Symphony no. 2 Louise Farrenc
(1922-2018)
On September 25, 1875, readers of the New York Times opened their papers to find, in the “foreign notes” section, that “Mme. Jeanne Louise Farrenc, a musician and composer of considerable distinction… died at Paris yesterday, in her seventy-second year. She was born in Paris May 31, 1804, and gave early indication of rare musical talent… Her early promises of excellence in the musical profession were richly fulfilled… She frequently appeared at concerts, and in 1842 became the teacher of the piano at the Conservatory….” The obituary concluded with details of her publications and career – and then Farrenc disappeared from the pages of the ‘paper of record’ just as she largely did from the world’s stages for over a century.
The music world’s neglect of Louise Farrenc’s music is surprising inasmuch as her music itself is, to our ears, absolutely first-rate, inspired and accomplished. But it’s unsurprising inasmuch as the music world held a bias against female composers that was virulent, virtually unanimous – and, to 21st Century eyes, utterly inexplicable. The assumption that only a male mind could possibly be a composer went almost publicly unchallenged even by most women. “A woman must not desire to compose - there has never yet been one able to do it. Should I expect to be the one?” asked Clara Schumann in her diary. And it was an open secret that some of the music published by Felix Mendelssohn was actually written by his sister, Fanny (to the point that, when Queen Victoria complimented Felix on her very favorite among “his” pieces, he was forced to confess abashedly that the piece in question had in fact been composed by his sister. Which makes the success Farrenc did attain in her lifetime all the more remarkable. The only daughter of the Dumonts, a family luminous in Paris’ artistic and intellectual salons, Louise studied piano and composition with Anton Reicha, a friend of Beethoven’s who also taught Liszt and Berlioz, among others. In 1821 she married Aristide Farrenc, a flutist and music publisher, and for decades the two of them maintained a domestic life that at the time was almost unique: they shared interests and child-raising duties, and each supported the other in building successful careers in related fields (a marriage that, in 2021, sounds somewhere between “ideal” and “normal”).
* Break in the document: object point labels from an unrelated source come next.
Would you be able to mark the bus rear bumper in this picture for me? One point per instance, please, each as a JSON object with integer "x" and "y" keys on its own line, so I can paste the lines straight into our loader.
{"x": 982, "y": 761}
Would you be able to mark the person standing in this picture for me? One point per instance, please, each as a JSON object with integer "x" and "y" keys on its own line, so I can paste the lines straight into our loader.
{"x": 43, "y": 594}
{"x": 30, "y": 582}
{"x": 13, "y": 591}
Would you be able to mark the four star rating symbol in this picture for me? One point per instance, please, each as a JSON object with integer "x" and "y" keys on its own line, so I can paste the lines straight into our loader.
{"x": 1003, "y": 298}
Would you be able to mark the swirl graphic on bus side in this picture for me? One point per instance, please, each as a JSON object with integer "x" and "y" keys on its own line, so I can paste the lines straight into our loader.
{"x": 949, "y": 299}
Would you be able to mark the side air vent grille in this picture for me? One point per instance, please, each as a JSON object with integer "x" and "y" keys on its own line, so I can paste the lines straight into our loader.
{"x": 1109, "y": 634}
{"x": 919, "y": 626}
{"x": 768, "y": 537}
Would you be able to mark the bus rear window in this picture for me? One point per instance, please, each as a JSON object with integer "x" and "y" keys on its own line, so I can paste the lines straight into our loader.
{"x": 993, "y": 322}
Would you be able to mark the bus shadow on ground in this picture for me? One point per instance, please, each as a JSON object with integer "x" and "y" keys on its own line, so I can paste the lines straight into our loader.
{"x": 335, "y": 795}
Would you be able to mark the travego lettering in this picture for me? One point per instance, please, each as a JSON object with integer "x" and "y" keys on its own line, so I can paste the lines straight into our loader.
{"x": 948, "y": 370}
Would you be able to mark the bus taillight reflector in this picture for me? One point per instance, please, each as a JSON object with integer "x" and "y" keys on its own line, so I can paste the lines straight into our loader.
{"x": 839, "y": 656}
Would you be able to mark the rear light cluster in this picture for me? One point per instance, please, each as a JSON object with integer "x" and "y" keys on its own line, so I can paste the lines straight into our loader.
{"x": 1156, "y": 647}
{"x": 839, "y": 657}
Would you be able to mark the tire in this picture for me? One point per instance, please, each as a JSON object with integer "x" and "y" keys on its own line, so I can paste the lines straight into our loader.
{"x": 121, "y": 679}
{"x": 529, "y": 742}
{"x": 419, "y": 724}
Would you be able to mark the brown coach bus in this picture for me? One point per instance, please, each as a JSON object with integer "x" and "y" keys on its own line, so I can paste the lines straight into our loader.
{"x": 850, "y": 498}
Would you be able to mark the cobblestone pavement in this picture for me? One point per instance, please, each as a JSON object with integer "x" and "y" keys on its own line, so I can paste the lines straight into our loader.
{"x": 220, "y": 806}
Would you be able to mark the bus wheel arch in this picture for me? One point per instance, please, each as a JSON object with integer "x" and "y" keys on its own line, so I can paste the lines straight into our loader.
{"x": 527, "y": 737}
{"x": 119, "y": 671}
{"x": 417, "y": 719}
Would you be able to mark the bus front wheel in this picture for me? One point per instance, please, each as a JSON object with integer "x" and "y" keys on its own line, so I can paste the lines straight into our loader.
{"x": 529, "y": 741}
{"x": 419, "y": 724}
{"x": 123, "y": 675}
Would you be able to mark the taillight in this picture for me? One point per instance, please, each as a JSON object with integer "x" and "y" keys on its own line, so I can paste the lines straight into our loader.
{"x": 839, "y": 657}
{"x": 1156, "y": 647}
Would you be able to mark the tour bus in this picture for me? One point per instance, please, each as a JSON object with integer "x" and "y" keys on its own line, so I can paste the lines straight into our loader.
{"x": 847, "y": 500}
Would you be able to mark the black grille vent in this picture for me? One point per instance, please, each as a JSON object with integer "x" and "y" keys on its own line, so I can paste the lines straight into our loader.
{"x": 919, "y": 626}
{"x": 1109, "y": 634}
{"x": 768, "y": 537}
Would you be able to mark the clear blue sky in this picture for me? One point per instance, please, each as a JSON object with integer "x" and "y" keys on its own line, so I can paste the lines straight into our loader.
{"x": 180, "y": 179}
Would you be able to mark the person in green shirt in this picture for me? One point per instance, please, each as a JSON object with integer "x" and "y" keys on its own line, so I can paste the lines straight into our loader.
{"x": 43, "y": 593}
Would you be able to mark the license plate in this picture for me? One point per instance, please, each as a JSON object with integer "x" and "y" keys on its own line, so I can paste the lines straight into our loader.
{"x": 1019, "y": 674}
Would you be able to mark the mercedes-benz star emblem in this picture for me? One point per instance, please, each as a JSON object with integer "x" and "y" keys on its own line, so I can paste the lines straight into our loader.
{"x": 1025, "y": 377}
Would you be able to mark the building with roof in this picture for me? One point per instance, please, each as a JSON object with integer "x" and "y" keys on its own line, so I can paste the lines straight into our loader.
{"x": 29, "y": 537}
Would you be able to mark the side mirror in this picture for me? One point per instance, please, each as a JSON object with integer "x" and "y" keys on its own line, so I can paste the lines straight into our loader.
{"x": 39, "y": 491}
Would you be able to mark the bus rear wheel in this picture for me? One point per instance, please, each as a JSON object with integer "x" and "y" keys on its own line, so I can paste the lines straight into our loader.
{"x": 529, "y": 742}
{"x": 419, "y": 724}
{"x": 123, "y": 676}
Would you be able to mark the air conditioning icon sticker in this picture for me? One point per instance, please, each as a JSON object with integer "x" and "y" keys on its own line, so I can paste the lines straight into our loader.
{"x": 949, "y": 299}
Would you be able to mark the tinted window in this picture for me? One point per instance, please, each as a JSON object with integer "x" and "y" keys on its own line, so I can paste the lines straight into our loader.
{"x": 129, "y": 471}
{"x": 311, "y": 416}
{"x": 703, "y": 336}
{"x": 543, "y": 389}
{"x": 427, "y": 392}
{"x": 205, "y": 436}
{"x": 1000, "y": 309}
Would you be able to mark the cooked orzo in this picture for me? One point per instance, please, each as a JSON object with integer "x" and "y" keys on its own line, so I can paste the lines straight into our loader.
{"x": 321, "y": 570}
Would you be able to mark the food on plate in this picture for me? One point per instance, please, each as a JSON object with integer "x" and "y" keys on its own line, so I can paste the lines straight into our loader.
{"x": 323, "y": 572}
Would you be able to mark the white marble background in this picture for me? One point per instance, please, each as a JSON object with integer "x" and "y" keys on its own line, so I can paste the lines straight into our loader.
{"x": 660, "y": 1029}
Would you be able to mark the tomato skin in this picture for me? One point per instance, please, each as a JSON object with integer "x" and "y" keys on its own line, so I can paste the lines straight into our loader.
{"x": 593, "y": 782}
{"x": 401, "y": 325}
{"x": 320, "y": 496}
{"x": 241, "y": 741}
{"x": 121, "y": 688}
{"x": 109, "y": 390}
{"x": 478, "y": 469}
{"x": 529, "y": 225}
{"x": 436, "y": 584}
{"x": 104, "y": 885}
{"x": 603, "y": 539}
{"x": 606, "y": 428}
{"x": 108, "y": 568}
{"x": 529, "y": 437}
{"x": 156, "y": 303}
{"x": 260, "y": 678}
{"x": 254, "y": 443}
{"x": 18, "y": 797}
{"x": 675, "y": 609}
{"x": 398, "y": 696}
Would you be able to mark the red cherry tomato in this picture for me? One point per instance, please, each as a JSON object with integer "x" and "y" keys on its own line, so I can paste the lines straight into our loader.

By 1842 she had reached such a level of eminence that the Paris Conservatoire, which had refused to consider her application as a student because of her sex, welcomed her to its faculty, and by 1850 she had even successfully demanded pay equal to that of her male counterparts.
The appearance of an English-language biography in 1980 stimulated some interest in Farrenc’s music among performers and scholars, and the conscious effort made by many musicians in recent years to look beyond the Usual Suspects when programming concerts has birthed a vigorous Farrenc revival. This symphony, the second of Farrenc’s three, was composed in 1845, and listeners will note parallels to the music Felix (and Fanny!) Mendelssohn were writing around the same time. Farrenc, like both Mendelssohns, has assimilated the influences of Mozart and Beethoven into a rich and powerfully Romantic musical language that is all her own. So it might have taken 150 years or so, but American audiences are finally getting to hear some pretty great music that is finally getting the attention it deserves.